School of Pharmaceutical Sciences, Xiamen University, Xiamen 361005, China.
Molecules. 2011 Jul 26;16(8):6339-48. doi: 10.3390/molecules16086339.
A novel furocoumarin derivative named oxyalloimperatorin (1), together with seventeen furocoumarins 2-18 were isolated from the radix of Angelica dahurica. The chemical structure of new metabolite was characterized by analysis of IR, NMR, and HR-ESI-MS spectroscopic data. Among the isolated compounds, 13, 16, and 18 (each at 20 μM) could significantly promote the gene transcriptional function of nuclear receptor RXRα. While 7-9, 13, 14, and the new structure 1 (each at 20 μM) showed significant reduction in RXRα gene transcriptional activities induced by 9-cis-retinoid acid. The findings indicated that these furocoumarin skeleton derivatives might hold beneficial effects on many intractable diseases, such as cancer and metabolic diseases, due to their potential activities on regulating the transcriptional activation function of RXRα.

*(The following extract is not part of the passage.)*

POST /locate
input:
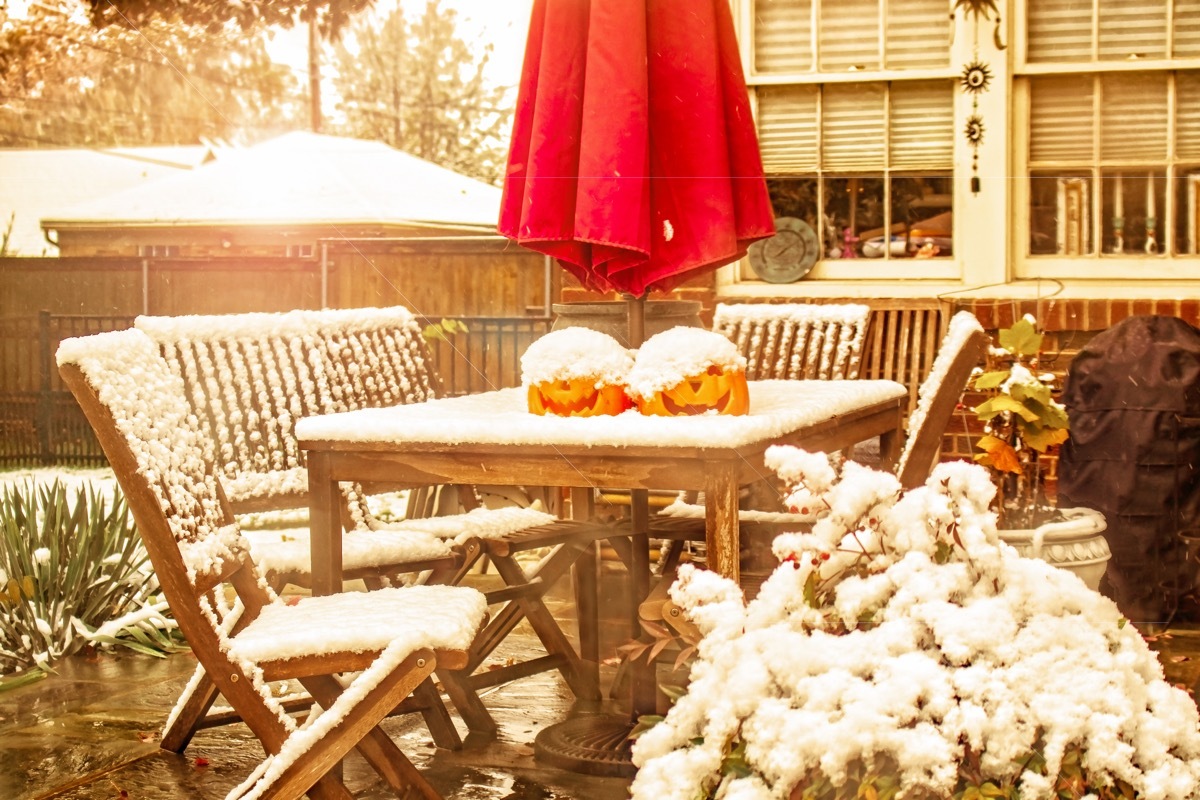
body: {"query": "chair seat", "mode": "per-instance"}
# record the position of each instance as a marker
(439, 618)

从白芷根部分离得到一个新的呋喃香豆素衍生物,命名为 oxyalloimperatorin(1),并分离得到 17 个呋喃香豆素化合物 2-18。通过分析 IR、NMR 和 HR-ESI-MS 光谱数据,确定了新代谢产物的化学结构。在所分离的化合物中,化合物 13、16 和 18(浓度均为 20μM)能显著促进核受体 RXRα 的基因转录功能。而化合物 7-9、13、14 和新结构 1(浓度均为 20μM)能显著抑制 9-顺式视黄酸诱导的 RXRα 基因转录活性。这些发现表明,由于这些呋喃香豆素骨架衍生物可能具有调节 RXRα 转录激活功能的潜力,因此它们可能对癌症和代谢疾病等许多难治性疾病具有有益的影响。